On paper, there’s no way it should work. Busy botanics on the walls, the curtain and in the next room too? Sounds like a disaster waiting to happen. And yet, somehow, it all comes together to look absolutely spectacular.
After staring at it for quite some time in a sort of Magic Eye-inducing trance, I think I’ve finally figured out why. It all boils down to four cunning design tricks.
1) Colour matching
Someone has gone to a great deal of trouble to make sure that the pinks used across the patterns sit as close together on the colour spectrum as possible.
The same goes for the blues and the greens. This helps to create a harmonious look overall. If, for example, the pink on the living room wallpaper had been too orangey or the green on the curtain too yellowy, the scheme as a whole wouldn’t have worked half as well.
Look at the left-hand corner of the curtain.
See how it blends almost seamlessly into the wallpaper behind it? That’s because whoever chose their colours so carefully also went out of their way to make sure that the scale of the leaf pattern on the curtain was almost identical to the scale of the leaf pattern on the wallpaper, helping to create a more unified look.
The human brain naturally seeks out repetition in order to make sense of things. That’s why a room with little or no repetition in it can feel a bit chaotic. Here, the star-shaped leaf on the curtain is echoed in the star shape of the leaves in the hallway wallpaper, creating order and coherence.
And, as already mentioned, the colours from the hallway are carefully repeated in the living room, forming a visual link between the two spaces and pulling the whole scheme together.
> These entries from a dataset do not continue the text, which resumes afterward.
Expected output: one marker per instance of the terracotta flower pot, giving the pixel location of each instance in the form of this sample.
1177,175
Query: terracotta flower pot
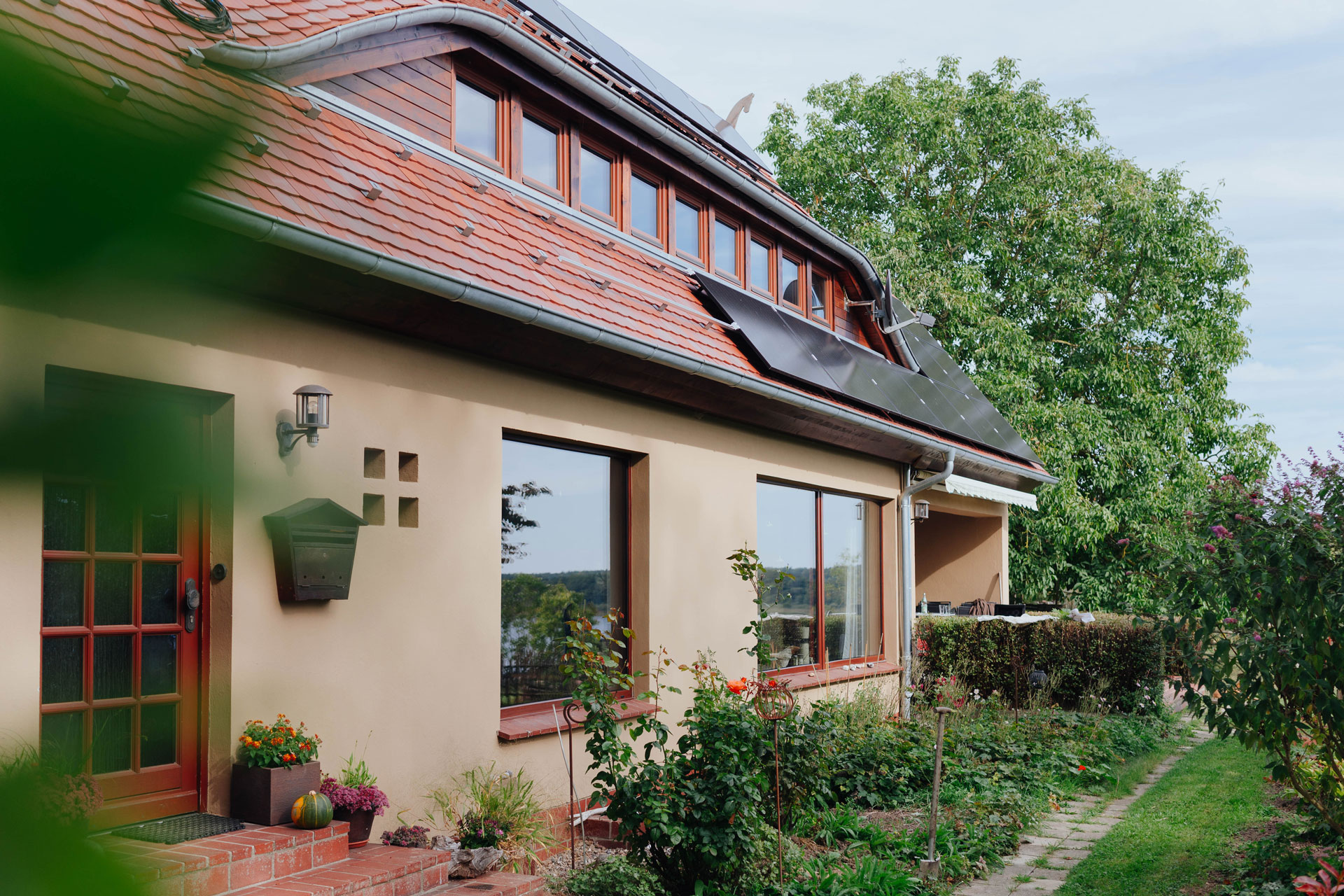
265,796
360,822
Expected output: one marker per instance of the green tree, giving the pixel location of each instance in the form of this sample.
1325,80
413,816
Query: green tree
1094,302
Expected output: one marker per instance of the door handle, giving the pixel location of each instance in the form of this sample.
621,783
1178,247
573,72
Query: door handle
190,603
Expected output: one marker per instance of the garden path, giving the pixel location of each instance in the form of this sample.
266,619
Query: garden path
1068,837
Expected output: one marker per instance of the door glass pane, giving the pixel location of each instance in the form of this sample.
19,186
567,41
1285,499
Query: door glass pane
62,741
158,594
851,594
160,524
158,664
62,594
115,522
64,517
787,542
687,229
540,148
158,734
476,120
62,669
761,266
112,593
726,248
819,296
112,665
596,181
556,562
788,280
112,739
644,206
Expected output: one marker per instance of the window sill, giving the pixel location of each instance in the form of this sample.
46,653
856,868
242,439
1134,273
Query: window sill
836,675
540,722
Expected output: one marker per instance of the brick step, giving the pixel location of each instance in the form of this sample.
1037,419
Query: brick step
232,862
393,871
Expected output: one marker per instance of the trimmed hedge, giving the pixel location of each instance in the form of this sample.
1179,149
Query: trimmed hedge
1128,657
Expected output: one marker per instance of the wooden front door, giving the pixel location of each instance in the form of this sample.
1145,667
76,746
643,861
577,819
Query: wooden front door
121,660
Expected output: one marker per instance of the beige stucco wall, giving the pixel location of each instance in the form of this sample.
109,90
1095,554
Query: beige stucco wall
961,550
413,656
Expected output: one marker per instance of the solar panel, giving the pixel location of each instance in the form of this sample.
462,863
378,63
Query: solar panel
783,343
575,29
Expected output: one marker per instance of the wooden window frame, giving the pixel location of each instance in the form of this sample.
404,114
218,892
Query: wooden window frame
582,143
622,507
783,255
503,120
823,660
660,202
521,111
827,308
702,216
739,261
771,265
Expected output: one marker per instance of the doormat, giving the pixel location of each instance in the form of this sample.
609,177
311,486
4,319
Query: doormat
179,830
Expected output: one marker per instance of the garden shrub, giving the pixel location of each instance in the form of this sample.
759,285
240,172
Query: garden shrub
616,876
1110,659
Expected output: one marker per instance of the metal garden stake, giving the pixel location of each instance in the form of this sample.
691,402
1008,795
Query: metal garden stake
929,868
774,703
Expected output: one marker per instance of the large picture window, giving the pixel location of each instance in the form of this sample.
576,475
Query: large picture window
562,555
828,618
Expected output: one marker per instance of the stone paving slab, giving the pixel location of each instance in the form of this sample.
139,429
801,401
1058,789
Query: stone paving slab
1062,841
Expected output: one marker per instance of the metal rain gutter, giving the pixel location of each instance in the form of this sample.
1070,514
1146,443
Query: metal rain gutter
276,232
253,58
907,559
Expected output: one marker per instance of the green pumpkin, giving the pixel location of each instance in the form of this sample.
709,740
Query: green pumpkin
312,811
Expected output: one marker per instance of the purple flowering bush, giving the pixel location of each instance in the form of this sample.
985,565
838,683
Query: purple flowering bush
362,798
1257,617
476,830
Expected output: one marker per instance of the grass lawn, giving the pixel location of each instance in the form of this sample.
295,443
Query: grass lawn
1179,830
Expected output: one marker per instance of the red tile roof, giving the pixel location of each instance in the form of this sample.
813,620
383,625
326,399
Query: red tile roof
315,172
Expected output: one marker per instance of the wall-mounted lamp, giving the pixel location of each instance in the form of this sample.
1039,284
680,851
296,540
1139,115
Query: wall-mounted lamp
312,413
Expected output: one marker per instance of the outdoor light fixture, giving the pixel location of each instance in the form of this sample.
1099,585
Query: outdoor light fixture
312,413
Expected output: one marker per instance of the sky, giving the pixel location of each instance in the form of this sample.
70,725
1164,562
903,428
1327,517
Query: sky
1243,97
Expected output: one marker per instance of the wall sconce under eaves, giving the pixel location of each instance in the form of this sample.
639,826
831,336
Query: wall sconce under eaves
312,413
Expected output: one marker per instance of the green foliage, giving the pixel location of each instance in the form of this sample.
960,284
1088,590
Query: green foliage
616,876
1094,302
1113,663
505,798
1257,612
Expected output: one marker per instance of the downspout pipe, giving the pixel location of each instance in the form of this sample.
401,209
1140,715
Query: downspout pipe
907,559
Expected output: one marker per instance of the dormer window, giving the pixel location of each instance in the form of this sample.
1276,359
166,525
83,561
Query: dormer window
596,182
540,153
477,121
790,276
But the repetition doesn’t stop there. Squint just a little bit and you’ll see that the splodges of white flowers on the hallway wallpaper subtly mirror the uneven white background on the living room wallpaper.
And that’s not to mention the repetition of the trellis pattern on the wallpaper and the cane chair.
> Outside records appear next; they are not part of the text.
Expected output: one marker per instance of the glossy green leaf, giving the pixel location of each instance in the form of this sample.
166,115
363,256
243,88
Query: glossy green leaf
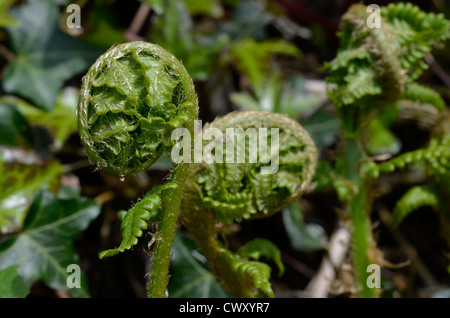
14,128
190,277
11,284
45,56
60,122
44,248
18,184
5,18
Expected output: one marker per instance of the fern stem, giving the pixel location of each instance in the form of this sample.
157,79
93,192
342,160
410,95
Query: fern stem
362,240
171,199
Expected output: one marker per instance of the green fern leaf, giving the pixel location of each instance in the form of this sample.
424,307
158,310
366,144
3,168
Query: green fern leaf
136,219
262,248
412,200
259,272
424,95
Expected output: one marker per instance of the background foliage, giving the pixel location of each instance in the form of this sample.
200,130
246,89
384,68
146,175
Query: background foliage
56,209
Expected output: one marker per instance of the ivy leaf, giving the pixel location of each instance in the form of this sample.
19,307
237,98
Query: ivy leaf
190,277
44,247
5,17
60,122
45,56
18,184
11,284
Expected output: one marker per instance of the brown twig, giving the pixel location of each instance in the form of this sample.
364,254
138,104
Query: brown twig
408,249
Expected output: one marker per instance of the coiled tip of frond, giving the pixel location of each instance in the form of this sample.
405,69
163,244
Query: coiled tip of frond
132,98
267,162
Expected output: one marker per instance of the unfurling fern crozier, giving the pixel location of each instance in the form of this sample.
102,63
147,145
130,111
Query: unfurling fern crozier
131,100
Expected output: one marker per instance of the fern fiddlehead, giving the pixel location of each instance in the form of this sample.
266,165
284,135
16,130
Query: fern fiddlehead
132,98
376,67
224,192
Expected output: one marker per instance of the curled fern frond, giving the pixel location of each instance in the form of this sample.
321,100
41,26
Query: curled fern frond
436,156
135,220
225,192
412,200
418,93
375,66
258,248
132,98
235,191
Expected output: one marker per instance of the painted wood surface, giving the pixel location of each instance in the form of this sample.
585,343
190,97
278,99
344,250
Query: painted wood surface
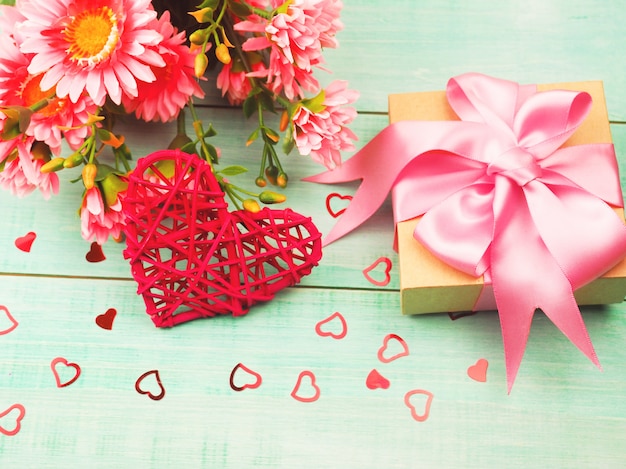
562,412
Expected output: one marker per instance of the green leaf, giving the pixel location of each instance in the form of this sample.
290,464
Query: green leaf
233,170
253,136
210,132
208,3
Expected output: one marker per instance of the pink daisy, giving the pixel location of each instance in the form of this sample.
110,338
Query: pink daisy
324,134
99,46
20,88
21,173
175,83
97,221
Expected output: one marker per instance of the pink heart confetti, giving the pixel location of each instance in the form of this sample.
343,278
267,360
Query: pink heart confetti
140,382
306,379
24,243
105,320
15,420
329,201
392,341
478,371
323,330
10,318
367,272
70,376
254,378
424,404
95,253
375,380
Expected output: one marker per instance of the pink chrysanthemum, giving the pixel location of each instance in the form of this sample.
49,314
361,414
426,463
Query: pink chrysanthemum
234,82
175,83
295,39
324,134
99,46
19,88
21,173
97,221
I’m sure there’s plenty more I’ve missed, too. Once you start noticing repetition, you suddenly see it everywhere.
4) A neutral canvas
Last but not least, just imagine how different this scheme would feel if the curtain and wallpapers had been teamed with bold, bright colours in the furniture, floors and woodwork. It would all start to feel a bit overwhelming. By sticking to white and soft, neutral tones for the backdrop, the patterns can sing out without being assaultingly loud.
This might not be the sort of look you could pull off in every household, but it’s packed full of sneaky design tips that I, for one, will be putting into practice.